#AFORISMO 292/FOLK-LORE DE PREFÁCIOS# - GRAÇA FONTIS: PINTURA/Manoel Ferreira Neto: AFORISMO
Quisera eu ser dotado da genialidade do filósofo alemão Friedrich
Nietzsche para a escritura de certos aforismos; falta-me a genialidade, mas a
criatividade habita-me, assim estimo que me seja possível escrever este e
adquira algum resultado digno de minha consideração e reconhecimento.
O folk-lore de Prefácios de obras literárias, filosóficas, poéticas está
minado de coisas interessantíssimas, sobretudo no que tange às estapafúrdias, e
na atualidade estes folk-lores estão ultrapassando os limites em todos os
níveis, tornando-se escalafobéticos, não haveria lugar nas páginas do Gibi ou
do Pasquim para elencá-los. Numa linguagem e estilo eminentemente vulgaróide,
diria que os Prefácios estão indo para o "vinagre".
Diante de algumas histórias, a criatividade se faz presente,
convidando-me a re-versar, in-versar, re-verter, con-verter, per-verter esta, a
fim alcançar a in-tenção, o ob-jetivo, o pro-jecto, para que seja uma fábula
aforística, invite a quem interessar re-fletir, pensar, meditar, elucubrar.
Consta numa página de Pasquim que um escritor quem iria publicar seu
primeiro romance haver procurado um conhecido de seu, quem já desfrutava de
prestígio, reconhecimento, devido aos seus artigos publicados em jornais de sua
comunidade. Apesar de o conhecido estar "apertado de costura",
significando estar muito ocupado com os seus compromissos com os jornais,
visitas às escolas, dispôs-se com toda a sua generosidade e solidariedade a
realizar o pedido do escritor, desse-lhe uma semana, tempo suficiente para a
escritura. No prazo estipulado, o prefácio estava pronto. Três dias após, o
escritor se dirigira à residência do conhecido, pedindo-lhe desculpas, perdão,
soubesse compreender as razões de sua atitude - não é de meu conhecimento as
razões elencadas -, mas havia convidado outra pessoa para fazer o prefácio.
Digno, honrado, muitíssimo educado, disse ao escritor não se preocupasse,
compreendia suas razões, noutra oportunidade estaria disposto a prefaciar outra
obra. No fundo, ficara magoado, ressentido, o que estava coberto de razões,
pois que estava ocupado com as suas coisas, lera o romance, horas foram gastas
no empreendimento.
Pós lançamento do romance, o prefaciador ficara sabendo da conduta
arbitrária do romancista, através de um editores-chefe de um dos tablóides da
cidade. O conhecido do escritor era amigo do prefaciador, amigo íntimo, e nada
lhe disse a respeito por dignidade, honra. Fosse outro, o conhecido teria
ficado chateado, aborrecido, interpretado como gratuidade do prefaciador,
estava roubando a sua cena. O prefaciador ficara nas tintas com o escritor, mas
da mesma forma não tiraria satisfações, como dor de cabeça não acontece única
vez, esperaria sentado no toco a resposta categórica. O que fez? Procurou seu
amigo íntimo para conversarem a respeito, não desejava qualquer mal entendido.
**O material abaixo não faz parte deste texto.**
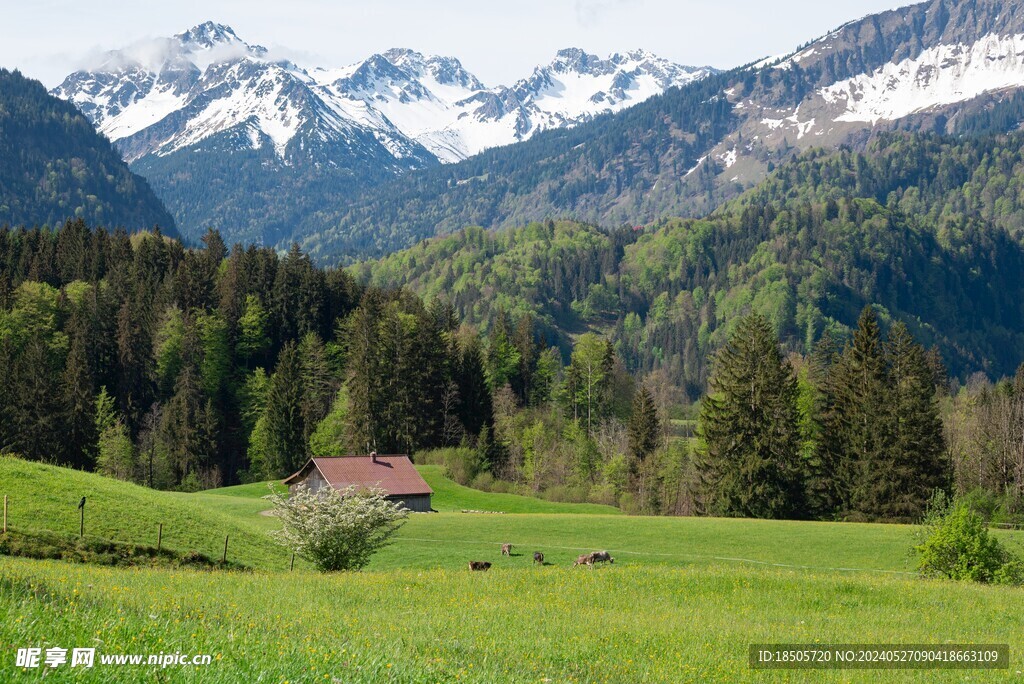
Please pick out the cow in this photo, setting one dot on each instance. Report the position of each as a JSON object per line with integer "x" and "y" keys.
{"x": 585, "y": 559}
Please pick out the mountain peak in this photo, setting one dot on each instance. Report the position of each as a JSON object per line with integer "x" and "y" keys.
{"x": 209, "y": 34}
Não sabia do acontecido, houvesse sabido não teria prefaciado o romance. O
amigo não guardara qualquer mágoa ou ressentimento.
Há-de se louvar a atitude do conhecido do escritor. Fosse outro, teria
deixado tal facto no métier dos escritores, da intelectualidade, o escritor
estaria eminentemente des-acreditado, tido e havido como um homem sem qualquer
senso ético. Este métier é com efeito triste: qualquer deslize tudo vai para o
"vinagre".
Dor de cabeça não dá única vez. Dois anos após, o escritor procurou
novamente o conhecido para prefaciar outro romance, da outra vez não fora
possível, mas desta vez seria publicado. Calmo, tranquilo, como quem não sabia
de coisa alguma, disse ao conhecido: "Amigo, em verdade, em verdade, não é
por estar apertado de costura, mas ando sobremodo cansado mentalmente, estou
escrevendo artigos em tablóide de outra cidade, incluindo não estar bem de
saúde, problema de enxaqueca sério, devo ir à capital para uns exames, não vou
poder prefaciar seu segundo romance. Tenho certeza de que encontrará outro quem
realize o que me pede. De outra vez, terei o prazer inusitado de fazê-lo. Saiba
considerar a minha impossibilidade." O conhecido agradeceu
diplomaticamente. Nem lhe passou pela cabeça ou imaginação o conhecido sabia de
sua arbitrariedade, e com que justificara a impossibilidade não era real.
É assim que se vai cavando a sepultura, e quando se assusta está dentro,
sem qualquer possibilidade de sair dela.